Protein sequences classification by means of feature extraction with substitution matrices
1 LIMOS - Blaise Pascal University - Clermont University, BP 10448, Clermont-Ferrand 63000, France
2 LIMOS - CNRS UMR 6158, Aubière 63173, France
3 Department of Computer Science - FSJ - University of Jendouba, UMA Street, Jendouba 8100, Tunisia
4 URPAH - FST - University of Tunis El Manar, Academic Campus, Tunis 2092, Tunisia
5 Department of Computer Science - FSG - University of Gafsa, Campus of Sidi Ahmed Zarroug, Gafsa 2112, Tunisia
BMC Bioinformatics 2010, 11:175 doi:10.1186/1471-2105-11-175Published: 8 April 2010
This paper deals with the preprocessing of protein sequences for supervised classification. Motif extraction is one way to address that task. It has been largely used to encode biological sequences into feature vectors to enable using well-known machine-learning classifiers which require this format. However, designing a suitable feature space, for a set of proteins, is not a trivial task. For this purpose, we propose a novel encoding method that uses amino-acid substitution matrices to define similarity between motifs during the extraction step.

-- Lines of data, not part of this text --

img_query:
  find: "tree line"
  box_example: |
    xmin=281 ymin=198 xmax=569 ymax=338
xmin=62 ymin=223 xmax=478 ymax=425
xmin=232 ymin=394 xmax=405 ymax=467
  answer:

In order to demonstrate the efficiency of such approach, we compare several encoding methods using some machine learning classifiers. The experimental results showed that our encoding method outperforms other ones in terms of classification accuracy and number of generated attributes. We also compared the classifiers in term of accuracy. Results indicated that SVM generally outperforms the other classifiers with any encoding method. We showed that SVM, coupled with our encoding method, can be an efficient protein classification system. In addition, we studied the effect of the substitution matrices variation on the quality of our method and hence on the classification quality. We noticed that our method enables good classification accuracies with all the substitution matrices and that the variances of the obtained accuracies using various substitution matrices are slight. However, the number of generated features varies from a substitution matrix to another. Furthermore, the use of already published datasets allowed us to carry out a comparison with several related works.
The outcomes of our comparative experiments confirm the efficiency of our encoding method to represent protein sequences in classification tasks.